154 sessions to choose from – hmmm, how do i do that…
Visual Garage – We’ll Fix Your Graphs and Visuals with Felice Frankel. Interesting session. Managed to present and get feedback on the Bop visualisations and had some great (if severe) comments. But that is what was great – an open honest critique of what i presented since the room genuinely wanted to help people do stuff better. Wish there was something like her Image and Meaning workshops in the London area. Had a few conversations post session with Tamara Munzner, an infovis expert at Uni British Columbia in Vancouver. She also recommended looking at prefuse
Listening to the World: Voices from the Blue Deep – Chris Clark – great presentation on the convergence of comp sci, maths and nature. He is using the sensors measuring energy in the mid pacific between Hawaii and USA. The military uses this for obvious tracking purposes. Chris has been given access to the data to track *biological objects* which has led to an understanding that type n whales communicate over hundreds of miles. The males *sing* to attract mates. The vis of the data was pretty cool it showed different energy bands (Hz) on the y axis and time on the x. At the top was lots of shipping data and during a few months in the latter half of the year was a very distinct band of *singing*. The speeded up (25x) audio sounded pretty cool. Group also discussed data logging bird activity over space and time and issues around the NSF funded NEON air quality monitoring project in 11 locations across the US (to granular to generate accurate results…?)

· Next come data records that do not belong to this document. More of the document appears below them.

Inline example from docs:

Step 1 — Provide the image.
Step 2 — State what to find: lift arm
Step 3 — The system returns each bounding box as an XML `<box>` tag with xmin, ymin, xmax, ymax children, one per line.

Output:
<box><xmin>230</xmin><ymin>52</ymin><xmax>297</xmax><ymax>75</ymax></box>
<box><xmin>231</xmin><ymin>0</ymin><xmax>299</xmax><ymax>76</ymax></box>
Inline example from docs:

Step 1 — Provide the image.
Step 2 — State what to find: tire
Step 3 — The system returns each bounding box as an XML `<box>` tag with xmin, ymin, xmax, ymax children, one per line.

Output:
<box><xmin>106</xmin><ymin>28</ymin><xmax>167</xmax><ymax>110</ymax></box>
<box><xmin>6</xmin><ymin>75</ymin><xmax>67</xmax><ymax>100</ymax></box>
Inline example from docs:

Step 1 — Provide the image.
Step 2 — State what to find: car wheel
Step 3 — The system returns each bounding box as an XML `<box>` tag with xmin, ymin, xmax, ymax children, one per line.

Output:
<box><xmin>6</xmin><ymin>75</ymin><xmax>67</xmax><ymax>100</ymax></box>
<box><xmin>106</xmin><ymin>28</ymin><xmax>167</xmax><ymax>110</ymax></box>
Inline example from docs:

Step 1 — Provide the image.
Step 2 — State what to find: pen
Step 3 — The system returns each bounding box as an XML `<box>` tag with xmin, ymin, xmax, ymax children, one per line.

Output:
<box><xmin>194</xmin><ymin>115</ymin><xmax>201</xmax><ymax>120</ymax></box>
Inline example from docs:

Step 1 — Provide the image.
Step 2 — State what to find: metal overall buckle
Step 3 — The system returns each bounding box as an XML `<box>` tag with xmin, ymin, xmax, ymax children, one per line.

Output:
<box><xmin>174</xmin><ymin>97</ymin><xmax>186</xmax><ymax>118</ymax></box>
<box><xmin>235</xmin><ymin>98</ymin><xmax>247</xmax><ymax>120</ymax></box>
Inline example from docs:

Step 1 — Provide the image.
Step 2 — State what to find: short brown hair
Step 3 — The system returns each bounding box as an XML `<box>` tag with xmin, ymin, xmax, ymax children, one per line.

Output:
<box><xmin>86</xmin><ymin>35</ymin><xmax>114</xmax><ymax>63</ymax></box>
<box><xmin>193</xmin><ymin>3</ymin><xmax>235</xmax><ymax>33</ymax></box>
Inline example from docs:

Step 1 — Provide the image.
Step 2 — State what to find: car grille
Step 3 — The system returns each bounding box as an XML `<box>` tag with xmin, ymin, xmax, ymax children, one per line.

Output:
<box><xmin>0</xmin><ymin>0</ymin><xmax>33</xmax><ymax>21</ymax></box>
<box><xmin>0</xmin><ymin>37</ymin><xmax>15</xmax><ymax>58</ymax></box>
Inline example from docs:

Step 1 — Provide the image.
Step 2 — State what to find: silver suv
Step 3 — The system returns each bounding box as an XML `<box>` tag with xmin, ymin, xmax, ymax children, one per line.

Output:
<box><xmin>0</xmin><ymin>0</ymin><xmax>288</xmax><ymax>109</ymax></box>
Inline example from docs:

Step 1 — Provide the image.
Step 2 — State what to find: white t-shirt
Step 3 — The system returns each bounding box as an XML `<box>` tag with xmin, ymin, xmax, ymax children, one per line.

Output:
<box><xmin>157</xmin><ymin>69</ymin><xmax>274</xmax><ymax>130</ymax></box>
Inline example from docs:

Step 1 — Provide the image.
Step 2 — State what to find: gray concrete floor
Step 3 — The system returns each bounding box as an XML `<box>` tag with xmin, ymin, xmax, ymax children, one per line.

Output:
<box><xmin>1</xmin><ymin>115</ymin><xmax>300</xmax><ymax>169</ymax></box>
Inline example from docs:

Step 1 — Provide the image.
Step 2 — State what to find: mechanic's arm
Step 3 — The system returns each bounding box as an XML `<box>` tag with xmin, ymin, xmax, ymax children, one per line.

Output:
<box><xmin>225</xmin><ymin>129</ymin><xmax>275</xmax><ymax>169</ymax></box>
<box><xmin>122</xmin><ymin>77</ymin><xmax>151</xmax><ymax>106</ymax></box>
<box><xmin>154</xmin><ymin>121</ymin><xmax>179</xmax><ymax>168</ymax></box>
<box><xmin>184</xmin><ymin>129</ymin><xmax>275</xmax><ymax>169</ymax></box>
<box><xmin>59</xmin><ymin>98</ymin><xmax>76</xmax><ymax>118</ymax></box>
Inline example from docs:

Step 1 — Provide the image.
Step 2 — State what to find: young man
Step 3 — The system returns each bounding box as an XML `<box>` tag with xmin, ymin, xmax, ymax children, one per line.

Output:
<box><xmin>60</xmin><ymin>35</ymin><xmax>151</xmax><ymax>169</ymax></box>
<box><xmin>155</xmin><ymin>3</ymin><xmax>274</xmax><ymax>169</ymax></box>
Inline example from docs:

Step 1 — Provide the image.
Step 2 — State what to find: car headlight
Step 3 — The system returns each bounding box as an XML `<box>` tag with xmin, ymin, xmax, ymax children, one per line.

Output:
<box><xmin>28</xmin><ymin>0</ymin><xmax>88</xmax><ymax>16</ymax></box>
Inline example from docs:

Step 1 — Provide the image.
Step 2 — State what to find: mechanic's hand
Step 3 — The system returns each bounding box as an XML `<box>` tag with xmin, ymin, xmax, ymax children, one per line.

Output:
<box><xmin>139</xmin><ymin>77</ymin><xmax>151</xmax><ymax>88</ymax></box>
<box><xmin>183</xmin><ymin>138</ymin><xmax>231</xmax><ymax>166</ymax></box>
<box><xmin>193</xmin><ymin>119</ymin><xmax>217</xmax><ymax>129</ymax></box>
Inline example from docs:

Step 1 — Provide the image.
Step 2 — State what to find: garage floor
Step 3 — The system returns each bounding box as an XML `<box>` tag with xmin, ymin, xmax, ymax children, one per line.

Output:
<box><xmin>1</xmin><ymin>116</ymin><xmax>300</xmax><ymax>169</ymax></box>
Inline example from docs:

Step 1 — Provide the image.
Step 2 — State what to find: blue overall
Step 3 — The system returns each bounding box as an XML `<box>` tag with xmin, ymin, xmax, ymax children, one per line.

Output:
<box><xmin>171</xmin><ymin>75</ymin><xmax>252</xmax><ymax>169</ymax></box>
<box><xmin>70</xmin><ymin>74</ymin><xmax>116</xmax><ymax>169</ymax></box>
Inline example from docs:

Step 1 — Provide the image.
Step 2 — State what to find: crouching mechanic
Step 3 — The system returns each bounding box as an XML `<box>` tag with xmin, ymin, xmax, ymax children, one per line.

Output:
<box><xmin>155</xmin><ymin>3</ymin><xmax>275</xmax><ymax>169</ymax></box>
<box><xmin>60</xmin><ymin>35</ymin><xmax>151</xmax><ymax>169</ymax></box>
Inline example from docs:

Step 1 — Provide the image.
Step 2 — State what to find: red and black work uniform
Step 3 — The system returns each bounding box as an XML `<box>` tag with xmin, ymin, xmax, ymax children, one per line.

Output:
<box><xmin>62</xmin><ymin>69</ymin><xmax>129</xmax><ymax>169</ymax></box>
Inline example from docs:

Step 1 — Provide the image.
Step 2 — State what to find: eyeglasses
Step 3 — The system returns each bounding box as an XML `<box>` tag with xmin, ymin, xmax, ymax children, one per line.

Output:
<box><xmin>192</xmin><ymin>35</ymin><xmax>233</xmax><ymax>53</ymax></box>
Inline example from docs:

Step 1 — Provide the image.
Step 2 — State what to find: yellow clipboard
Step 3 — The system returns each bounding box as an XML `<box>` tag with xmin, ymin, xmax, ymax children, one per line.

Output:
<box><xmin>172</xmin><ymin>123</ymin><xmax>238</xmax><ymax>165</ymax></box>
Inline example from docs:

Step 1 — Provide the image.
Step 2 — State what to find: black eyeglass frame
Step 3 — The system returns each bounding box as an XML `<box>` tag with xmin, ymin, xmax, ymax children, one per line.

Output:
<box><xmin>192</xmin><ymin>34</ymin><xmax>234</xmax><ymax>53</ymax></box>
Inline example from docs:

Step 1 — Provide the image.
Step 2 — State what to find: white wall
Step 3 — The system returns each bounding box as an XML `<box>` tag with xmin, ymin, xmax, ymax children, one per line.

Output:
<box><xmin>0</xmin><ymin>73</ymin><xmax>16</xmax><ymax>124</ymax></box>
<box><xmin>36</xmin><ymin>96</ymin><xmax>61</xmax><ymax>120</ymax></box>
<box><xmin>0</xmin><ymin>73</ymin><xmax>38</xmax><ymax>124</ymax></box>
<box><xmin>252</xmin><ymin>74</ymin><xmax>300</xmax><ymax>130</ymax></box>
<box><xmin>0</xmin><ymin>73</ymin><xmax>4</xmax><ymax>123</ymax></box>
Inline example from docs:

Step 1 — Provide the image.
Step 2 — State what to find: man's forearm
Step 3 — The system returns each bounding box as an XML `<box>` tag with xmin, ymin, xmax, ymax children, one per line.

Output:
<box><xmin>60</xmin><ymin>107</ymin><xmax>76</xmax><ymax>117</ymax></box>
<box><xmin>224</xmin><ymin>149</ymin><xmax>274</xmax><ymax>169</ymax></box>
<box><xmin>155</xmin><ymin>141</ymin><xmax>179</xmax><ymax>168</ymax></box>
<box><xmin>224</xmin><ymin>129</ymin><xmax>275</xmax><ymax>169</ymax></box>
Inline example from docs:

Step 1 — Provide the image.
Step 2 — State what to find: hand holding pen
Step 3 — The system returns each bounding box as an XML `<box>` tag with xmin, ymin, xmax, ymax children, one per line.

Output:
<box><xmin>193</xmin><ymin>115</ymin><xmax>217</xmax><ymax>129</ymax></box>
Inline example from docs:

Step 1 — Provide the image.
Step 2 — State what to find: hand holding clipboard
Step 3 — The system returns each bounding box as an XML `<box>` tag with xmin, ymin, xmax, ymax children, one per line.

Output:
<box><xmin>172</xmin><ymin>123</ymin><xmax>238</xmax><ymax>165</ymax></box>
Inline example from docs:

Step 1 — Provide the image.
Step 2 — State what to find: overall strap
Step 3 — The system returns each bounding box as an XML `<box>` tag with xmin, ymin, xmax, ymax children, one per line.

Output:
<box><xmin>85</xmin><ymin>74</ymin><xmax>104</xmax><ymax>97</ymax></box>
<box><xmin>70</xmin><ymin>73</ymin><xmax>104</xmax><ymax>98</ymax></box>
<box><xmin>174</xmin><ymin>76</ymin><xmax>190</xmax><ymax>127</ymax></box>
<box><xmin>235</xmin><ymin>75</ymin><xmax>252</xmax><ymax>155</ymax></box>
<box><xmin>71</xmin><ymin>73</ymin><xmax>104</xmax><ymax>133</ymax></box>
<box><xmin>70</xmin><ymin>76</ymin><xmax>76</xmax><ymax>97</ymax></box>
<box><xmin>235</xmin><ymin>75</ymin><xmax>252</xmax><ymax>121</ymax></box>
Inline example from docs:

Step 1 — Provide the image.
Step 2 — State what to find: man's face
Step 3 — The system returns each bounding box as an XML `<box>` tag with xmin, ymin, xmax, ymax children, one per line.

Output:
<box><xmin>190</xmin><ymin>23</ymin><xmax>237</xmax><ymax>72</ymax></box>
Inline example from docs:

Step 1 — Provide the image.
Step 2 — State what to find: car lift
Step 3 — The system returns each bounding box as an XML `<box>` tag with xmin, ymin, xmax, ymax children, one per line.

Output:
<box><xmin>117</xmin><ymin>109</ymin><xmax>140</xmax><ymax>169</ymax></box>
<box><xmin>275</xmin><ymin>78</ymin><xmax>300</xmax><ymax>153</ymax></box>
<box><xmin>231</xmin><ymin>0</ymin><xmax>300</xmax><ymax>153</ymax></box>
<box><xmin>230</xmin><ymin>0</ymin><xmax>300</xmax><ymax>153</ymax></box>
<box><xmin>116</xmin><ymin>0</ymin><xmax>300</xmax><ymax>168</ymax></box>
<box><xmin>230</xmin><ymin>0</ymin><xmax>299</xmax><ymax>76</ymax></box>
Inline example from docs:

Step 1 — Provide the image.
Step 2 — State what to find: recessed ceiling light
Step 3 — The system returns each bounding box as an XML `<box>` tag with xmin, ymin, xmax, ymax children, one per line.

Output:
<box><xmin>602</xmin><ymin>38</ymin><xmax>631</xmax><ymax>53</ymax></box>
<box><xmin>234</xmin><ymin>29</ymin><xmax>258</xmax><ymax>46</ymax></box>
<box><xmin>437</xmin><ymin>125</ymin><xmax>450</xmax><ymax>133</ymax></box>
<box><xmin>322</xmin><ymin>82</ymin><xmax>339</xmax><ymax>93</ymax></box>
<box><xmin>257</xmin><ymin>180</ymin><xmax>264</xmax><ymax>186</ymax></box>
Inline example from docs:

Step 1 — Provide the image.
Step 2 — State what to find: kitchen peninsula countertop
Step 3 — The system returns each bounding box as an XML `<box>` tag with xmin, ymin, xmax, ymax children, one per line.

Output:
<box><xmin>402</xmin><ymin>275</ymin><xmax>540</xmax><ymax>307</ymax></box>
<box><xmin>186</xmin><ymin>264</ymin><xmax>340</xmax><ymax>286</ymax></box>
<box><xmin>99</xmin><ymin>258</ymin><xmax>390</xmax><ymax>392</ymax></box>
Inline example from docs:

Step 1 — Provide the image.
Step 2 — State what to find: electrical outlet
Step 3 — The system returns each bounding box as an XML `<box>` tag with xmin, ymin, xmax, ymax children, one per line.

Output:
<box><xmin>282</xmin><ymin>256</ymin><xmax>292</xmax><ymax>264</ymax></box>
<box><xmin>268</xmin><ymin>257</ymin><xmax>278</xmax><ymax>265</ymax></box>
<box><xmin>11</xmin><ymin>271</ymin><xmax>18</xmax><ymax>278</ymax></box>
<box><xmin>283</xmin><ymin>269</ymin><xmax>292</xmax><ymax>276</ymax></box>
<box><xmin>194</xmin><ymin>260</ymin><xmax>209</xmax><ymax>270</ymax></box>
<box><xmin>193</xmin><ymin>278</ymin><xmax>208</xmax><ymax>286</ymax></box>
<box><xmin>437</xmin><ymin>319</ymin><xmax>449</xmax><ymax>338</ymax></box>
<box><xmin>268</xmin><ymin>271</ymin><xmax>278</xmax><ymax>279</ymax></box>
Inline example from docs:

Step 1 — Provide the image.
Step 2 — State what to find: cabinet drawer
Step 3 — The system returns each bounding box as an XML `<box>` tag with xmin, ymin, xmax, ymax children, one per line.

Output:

Computable Data/Mathematics – next was a demo by Mathmatica guru Theodore Gray, some really nice demos showing very simple and visual programming, worth a browse through
100 dollar laptop demo – Ted Kaehler – pretty nifty little machine and looks great. Had some excellent software written in smalltalk to encourage a very visual, object oriented approach to programming – again website worth a browse.
Freebase Demo – Danny Hillis – convergence of data: we do not necessarily know how our data will be used. Freebase is a framework and application for hosting and sharing data, and a tool for presenting data across mulitple datasets from one source.
Micro-UAVs – Chris Anderson – making sub 1000 USD autonomous aircraft using model planes and phone / camera / gps units. amazingly cool and done with his 9 year old son… see his posting at the long tail blog (yes he did write the book)
Finally was a silent observer during the howtoons sessions – not sure if this was the jet lag setting in or because my brain could not fire as quick as everyone else in the room – amazing, buy the book when it is out in November and i just hope the howtoons party bags make it onto the internet.